• Rahul Rao

Vaccine Hesitancy: A Nuanced Decision

by Rahul Rao, Varun Rao, and Yasir Aheer


The trajectory of COVID-19 has been dramatic to say the least, from the initial reports of cases in Wuhan in December 2019, to the massive spike in cases in the US last year, to the heartbreaking scenes in India early this year, and finally to the light at the end of the tunnel as vaccines have been rolled out over much of the globe (although not as much as required, as we have explored here). It appears that there is one dark chapter being written that threatens the happy ending of this novel - vaccine hesitancy.


The US is perhaps the most striking example of this. Having (nearly) successfully conducted one of the most ambitious vaccination plans across the world, with 370 million jabs having been administered as of September 1st, one would be forgiven for thinking its citizens were well and truly past the worst of it. However, yesterday Florida reported a 7 day average of above 20,000 daily cases - well above the peak of around 16,000 at the height of the January outbreak. Daily deaths are down to approximately 90, half of the 180 seen in January, but this is still a large number.

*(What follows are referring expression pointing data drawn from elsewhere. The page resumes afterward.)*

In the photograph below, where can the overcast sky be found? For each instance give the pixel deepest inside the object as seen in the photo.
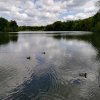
(43, 12)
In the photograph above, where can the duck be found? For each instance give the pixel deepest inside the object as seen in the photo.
(28, 58)
(83, 75)
(43, 53)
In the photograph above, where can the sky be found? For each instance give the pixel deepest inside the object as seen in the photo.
(43, 12)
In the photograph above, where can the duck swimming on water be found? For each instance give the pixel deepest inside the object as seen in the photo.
(28, 58)
(83, 75)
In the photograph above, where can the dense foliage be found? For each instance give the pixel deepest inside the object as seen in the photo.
(6, 26)
(89, 24)
(31, 28)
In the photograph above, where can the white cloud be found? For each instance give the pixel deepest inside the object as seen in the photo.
(42, 12)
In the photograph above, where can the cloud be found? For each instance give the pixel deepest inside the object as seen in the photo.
(43, 12)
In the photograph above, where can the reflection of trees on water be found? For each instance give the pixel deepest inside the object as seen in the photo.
(5, 38)
(94, 39)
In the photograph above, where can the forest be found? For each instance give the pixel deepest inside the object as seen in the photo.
(8, 26)
(88, 24)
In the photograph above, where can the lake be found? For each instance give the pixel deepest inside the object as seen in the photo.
(49, 66)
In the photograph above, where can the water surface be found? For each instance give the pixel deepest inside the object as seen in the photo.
(53, 70)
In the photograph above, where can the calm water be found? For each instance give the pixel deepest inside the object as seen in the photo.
(53, 70)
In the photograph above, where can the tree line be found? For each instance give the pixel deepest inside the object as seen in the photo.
(8, 26)
(88, 24)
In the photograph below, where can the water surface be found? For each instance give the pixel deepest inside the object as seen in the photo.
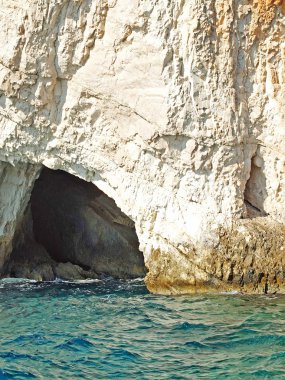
(116, 329)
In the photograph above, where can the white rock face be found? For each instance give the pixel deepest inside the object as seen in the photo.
(175, 109)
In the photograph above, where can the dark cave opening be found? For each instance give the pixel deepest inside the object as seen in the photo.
(72, 230)
(255, 190)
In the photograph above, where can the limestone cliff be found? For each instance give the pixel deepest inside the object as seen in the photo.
(174, 109)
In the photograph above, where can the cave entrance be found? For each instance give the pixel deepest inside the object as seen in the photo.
(72, 230)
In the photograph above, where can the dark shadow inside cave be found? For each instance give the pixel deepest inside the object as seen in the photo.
(72, 230)
(255, 190)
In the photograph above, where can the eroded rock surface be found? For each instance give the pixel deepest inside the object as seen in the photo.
(72, 230)
(174, 109)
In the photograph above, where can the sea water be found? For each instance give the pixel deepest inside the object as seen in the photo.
(116, 329)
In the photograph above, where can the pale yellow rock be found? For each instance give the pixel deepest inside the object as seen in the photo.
(175, 109)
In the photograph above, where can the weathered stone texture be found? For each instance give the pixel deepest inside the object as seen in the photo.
(175, 109)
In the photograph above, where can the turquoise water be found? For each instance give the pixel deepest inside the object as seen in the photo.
(110, 329)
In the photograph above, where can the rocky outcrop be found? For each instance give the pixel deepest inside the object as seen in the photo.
(173, 109)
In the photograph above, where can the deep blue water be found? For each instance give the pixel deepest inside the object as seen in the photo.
(110, 329)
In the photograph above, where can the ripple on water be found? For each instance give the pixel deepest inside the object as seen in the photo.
(115, 329)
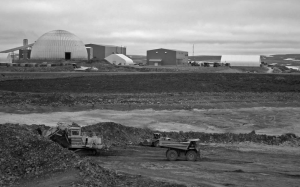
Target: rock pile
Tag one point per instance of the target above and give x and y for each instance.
(96, 175)
(25, 154)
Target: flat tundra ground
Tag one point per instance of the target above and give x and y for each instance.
(212, 103)
(220, 165)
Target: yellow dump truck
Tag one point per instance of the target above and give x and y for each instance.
(72, 137)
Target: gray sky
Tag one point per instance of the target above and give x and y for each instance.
(215, 26)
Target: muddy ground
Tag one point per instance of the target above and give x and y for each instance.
(211, 103)
(228, 165)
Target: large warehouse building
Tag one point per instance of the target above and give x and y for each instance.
(102, 51)
(119, 59)
(241, 60)
(161, 57)
(59, 44)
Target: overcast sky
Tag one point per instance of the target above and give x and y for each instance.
(215, 27)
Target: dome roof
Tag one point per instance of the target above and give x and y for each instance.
(58, 44)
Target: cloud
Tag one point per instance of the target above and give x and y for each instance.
(215, 26)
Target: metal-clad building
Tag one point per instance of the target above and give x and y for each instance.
(59, 44)
(161, 57)
(242, 60)
(102, 51)
(119, 59)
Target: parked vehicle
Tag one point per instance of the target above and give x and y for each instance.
(154, 142)
(71, 137)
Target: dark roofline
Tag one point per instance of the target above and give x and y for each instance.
(106, 45)
(17, 48)
(169, 50)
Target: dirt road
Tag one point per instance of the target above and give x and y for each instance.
(222, 165)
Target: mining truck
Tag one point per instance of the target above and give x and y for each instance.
(72, 137)
(154, 142)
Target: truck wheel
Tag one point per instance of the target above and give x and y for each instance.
(172, 155)
(191, 155)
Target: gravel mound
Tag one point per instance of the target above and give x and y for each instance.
(95, 175)
(117, 134)
(25, 154)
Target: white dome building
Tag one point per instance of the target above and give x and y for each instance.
(59, 44)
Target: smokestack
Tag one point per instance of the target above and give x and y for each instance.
(25, 42)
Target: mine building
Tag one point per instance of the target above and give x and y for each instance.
(102, 51)
(241, 60)
(119, 59)
(162, 57)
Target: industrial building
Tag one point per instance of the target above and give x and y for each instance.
(119, 59)
(241, 60)
(59, 44)
(5, 58)
(162, 57)
(102, 51)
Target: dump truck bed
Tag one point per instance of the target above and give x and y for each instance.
(176, 145)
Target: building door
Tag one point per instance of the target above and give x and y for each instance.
(67, 55)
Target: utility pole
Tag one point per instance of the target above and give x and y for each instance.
(193, 52)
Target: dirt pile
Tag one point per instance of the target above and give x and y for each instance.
(117, 134)
(95, 175)
(25, 154)
(152, 83)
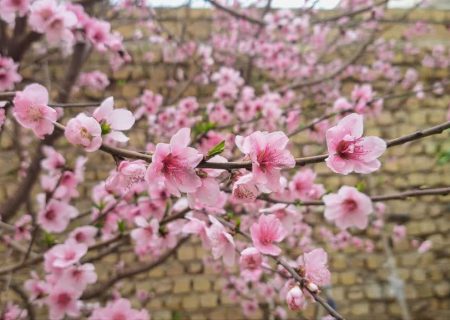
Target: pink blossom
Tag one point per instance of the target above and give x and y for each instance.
(8, 70)
(128, 173)
(245, 190)
(11, 8)
(342, 104)
(62, 300)
(36, 288)
(209, 193)
(315, 267)
(54, 20)
(64, 255)
(13, 311)
(113, 121)
(398, 233)
(119, 309)
(84, 131)
(349, 151)
(267, 231)
(53, 160)
(222, 243)
(295, 299)
(55, 217)
(199, 228)
(188, 104)
(174, 165)
(250, 258)
(348, 208)
(85, 234)
(268, 154)
(31, 110)
(99, 33)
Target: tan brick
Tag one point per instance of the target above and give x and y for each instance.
(182, 285)
(202, 284)
(190, 302)
(208, 300)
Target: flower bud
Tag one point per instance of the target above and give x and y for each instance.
(295, 299)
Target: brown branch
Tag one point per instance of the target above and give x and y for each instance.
(291, 271)
(12, 205)
(236, 14)
(379, 198)
(93, 293)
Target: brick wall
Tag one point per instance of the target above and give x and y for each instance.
(184, 288)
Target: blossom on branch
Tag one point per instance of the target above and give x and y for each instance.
(348, 208)
(84, 131)
(31, 110)
(267, 231)
(8, 72)
(269, 155)
(174, 165)
(349, 151)
(113, 121)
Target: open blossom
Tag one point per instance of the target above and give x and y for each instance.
(128, 174)
(268, 154)
(244, 189)
(315, 267)
(250, 258)
(174, 164)
(31, 110)
(52, 19)
(94, 80)
(348, 208)
(222, 243)
(12, 7)
(84, 131)
(295, 299)
(267, 231)
(113, 121)
(8, 72)
(119, 309)
(64, 255)
(349, 151)
(85, 234)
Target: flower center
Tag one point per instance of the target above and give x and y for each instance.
(63, 299)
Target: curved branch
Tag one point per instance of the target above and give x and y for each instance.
(132, 272)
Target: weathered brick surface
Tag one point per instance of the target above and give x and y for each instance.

96% of the people hospitalised in Florida were reported to be unvaccinated. What is driving 35% of currently unvaccinated adult Floridians to refuse vaccination? A study by the University of South Florida in June 2021 found some of the biggest factors as described below:


Stated reasons for adult Floridians refusing a COVID-19 vaccine (June 2021, University of South Florida)


While some of these fears are ridiculous, the top three reasons are not particularly left-field and are linked. Efficacy and potential side effects are always concerns with medication and can only be measured through testing which has been rushed out of necessity, as we have explored previously on Our Few Cents. Despite the compressed timeline, the huge sample size is sufficient to provide some indication of their short term efficacy; the leading few vaccines are fantastically effective at preventing hospitalisations (>90%) but have somewhat differing capabilities in preventing symptomatic infection (88% for Pfizer vs 67% for AstraZeneca). This leaves side effects as the only valid concern.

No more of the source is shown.